Two years ago, Petit agreed to work on a documentary with James Marsh, a director who had made films on Elvis Presley, Marvin Gaye and Velvet Underground member John Cale.

Their film, "Man on Wire," opened in New York on Friday, and over the weekend posted the highest earnings for any documentary to open this year. On a per-screen average, it even surpassed "The Dark Knight" ($25,696 versus $17,000). The New York opening is to be followed by a national rollout in August.

Planning the Walk

"I have the mind of a criminal" was the first thing Petit told Marsh when they met in summer 2006, Marsh wrote in a director's statement. "He then went on to show me how he could kill a man with a copy of People magazine and, before we parted, he picked my pocket."

Within months Petit had "prepared this great document, images and thoughts and provocations, drawings, ideas, cuttings," Marsh told

That document, done in a "big messy way," said Petit, provided "a nice trampoline to start talking."

The film features interviews with Petit, who now lives in upstate New York, serves as an artist-in-residence at St. John the Divine church in New York City and is still as wiry and mischievous (if a bit more weathered than) as he was 34 years ago.

A lucky break came when Marsh discovered that lots of footage existed from 34 years ago of the actual planning. Petit's World Trade Center Association -- marked by a hand-lettered sign -- was headquartered in a field in France, where he and his accomplices would conduct trial-and-error experiments with a wire several feet off the ground and retreat indoors to discuss problems of architectural engineering.

"Man on Wire" is plotted like a "heist" film, said Marsh -- quite fitting, he surmised, for "the artistic crime of the century." There's no asking "why" of Petit. The film is about the day-to-day planning, Marsh said, "the spirit of the undertaking, with very specific things like, 'How are we going to get the wire across?'"

The planners were initially a group of 10; at the end there were three. Many are interviewed in the film.

There's Barry Greenhouse, an American who sports a handlebar mustache, conducts himself like an impresario and was the "inside man." He first met Petit when he bumped into him in the World Trade Center's south tower's lobby -- Greenhouse worked on the 82nd floor -- but he had seen Petit juggling on a Parisian street a year earlier. Greenhouse provided the fake IDs for Petit and the accomplices to enter the building on the night of Aug. 6.

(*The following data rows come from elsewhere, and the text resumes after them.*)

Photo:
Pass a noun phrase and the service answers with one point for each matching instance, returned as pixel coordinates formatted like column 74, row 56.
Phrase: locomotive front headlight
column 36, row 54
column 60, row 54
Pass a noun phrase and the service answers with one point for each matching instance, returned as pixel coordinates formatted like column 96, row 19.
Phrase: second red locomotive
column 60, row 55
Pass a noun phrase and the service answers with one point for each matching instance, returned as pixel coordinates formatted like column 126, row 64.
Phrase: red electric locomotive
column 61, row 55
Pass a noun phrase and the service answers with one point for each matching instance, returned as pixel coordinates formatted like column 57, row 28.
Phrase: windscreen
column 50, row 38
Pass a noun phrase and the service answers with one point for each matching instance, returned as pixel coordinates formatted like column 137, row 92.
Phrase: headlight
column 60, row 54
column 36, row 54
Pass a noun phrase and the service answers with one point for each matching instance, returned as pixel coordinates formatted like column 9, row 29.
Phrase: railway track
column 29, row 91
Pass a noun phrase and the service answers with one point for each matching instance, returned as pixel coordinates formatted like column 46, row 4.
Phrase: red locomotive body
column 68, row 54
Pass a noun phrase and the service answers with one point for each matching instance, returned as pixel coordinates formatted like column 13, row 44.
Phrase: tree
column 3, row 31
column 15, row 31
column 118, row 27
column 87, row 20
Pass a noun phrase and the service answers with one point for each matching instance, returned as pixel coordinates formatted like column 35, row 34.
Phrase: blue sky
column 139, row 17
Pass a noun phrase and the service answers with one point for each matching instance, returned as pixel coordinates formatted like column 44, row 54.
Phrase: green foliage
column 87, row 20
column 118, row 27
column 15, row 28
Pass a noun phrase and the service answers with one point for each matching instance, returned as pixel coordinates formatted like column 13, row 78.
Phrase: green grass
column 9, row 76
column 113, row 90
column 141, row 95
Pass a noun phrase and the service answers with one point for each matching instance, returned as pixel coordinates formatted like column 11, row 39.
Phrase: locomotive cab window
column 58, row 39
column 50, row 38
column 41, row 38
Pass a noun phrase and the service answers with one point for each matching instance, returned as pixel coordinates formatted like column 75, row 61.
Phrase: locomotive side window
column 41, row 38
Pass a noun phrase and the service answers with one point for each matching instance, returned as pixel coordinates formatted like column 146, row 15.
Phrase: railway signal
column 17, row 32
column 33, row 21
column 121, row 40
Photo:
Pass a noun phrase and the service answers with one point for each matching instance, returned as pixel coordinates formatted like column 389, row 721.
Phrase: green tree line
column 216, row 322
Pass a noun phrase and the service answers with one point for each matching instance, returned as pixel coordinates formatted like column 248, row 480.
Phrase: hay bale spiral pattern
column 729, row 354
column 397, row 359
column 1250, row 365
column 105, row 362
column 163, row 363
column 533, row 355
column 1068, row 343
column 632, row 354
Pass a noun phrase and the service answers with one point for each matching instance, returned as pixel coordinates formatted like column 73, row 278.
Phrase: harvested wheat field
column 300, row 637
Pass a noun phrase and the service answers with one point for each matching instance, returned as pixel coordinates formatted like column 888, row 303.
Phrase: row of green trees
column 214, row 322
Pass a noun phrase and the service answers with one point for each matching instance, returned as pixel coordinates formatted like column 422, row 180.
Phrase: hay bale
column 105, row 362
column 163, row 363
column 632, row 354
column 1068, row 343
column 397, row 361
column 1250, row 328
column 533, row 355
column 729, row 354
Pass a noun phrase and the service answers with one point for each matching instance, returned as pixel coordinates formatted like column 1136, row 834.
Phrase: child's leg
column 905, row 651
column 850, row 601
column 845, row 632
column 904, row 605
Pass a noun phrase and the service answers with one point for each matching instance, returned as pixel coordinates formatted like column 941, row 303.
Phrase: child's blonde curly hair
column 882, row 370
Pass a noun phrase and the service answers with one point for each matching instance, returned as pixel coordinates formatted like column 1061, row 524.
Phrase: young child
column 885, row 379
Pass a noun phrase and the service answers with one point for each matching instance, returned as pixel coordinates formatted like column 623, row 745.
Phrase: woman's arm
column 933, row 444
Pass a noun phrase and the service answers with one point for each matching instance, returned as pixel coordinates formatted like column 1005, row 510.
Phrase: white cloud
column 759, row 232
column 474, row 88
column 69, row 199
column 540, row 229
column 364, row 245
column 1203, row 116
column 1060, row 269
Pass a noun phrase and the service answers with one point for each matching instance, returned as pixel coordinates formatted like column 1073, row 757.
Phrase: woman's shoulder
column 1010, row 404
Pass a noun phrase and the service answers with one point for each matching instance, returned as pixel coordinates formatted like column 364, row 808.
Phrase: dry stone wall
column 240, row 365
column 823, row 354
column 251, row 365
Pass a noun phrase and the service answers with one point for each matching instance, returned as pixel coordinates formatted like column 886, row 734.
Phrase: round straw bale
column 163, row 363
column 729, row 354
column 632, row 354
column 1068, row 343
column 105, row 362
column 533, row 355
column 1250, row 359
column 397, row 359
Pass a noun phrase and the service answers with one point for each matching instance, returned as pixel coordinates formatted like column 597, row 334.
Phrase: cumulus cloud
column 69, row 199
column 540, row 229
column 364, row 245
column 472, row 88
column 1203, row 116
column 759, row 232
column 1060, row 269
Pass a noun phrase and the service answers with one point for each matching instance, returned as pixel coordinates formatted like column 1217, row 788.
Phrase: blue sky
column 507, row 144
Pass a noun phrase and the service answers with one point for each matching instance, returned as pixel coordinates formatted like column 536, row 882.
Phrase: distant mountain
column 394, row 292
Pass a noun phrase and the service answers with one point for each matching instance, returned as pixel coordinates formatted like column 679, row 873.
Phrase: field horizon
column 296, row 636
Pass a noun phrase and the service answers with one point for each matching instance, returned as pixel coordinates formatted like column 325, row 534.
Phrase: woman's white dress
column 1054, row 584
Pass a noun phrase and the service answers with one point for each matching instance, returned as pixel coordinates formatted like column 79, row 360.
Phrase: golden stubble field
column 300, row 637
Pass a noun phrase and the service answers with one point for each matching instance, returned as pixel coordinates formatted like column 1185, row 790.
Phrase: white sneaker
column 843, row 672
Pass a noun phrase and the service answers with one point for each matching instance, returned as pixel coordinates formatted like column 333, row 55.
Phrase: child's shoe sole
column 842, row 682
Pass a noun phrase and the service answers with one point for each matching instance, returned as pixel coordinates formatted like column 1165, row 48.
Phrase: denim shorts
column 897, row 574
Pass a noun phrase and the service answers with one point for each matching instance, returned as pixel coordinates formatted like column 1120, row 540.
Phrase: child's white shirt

Also interviewed in the film are a few who dropped out because they didn't want to see their friend, Philippe, die. But as Annie Allix, his then-girlfriend points out, "He couldn't go on living if he didn't try to conquer those towers ... it was as if they had been built specifically for him."

Then And Now

It was August 1974: Richard Nixon would resign over Watergate a day after Petit's walk; New York was facing serious fiscal problems; and a motley crew of Frenchmen passed through Kennedy International Airport with ropes, knives, a bow and arrow (to get the wire from one tower to the other), and shackles.

And, of course, the Twin Towers were standing. There is no mention of their collapse in "Man on Wire." Acknowledging that the Sept. 11 attack "frames the story in a different way," Marsh said it would have been "wrong to inject it." It's the events of 34 years ago that are important to the story.

"I had dreamed, I had toiled, I was an impatient child finally getting what I wanted," recalled Petit of the day he stepped out onto the wire to cross the towers, to realize a dream he first had in 1968, at the age of 18, when he saw an architectural drawing of the proposed buildings in a newspaper. "I had these elaborate hopes and dreams and thoughts about illegally landing on top of this magnificent structure."

When they were attacked, he said, "I had shock and disbelief. Those towers that were alive in me were pulled out too."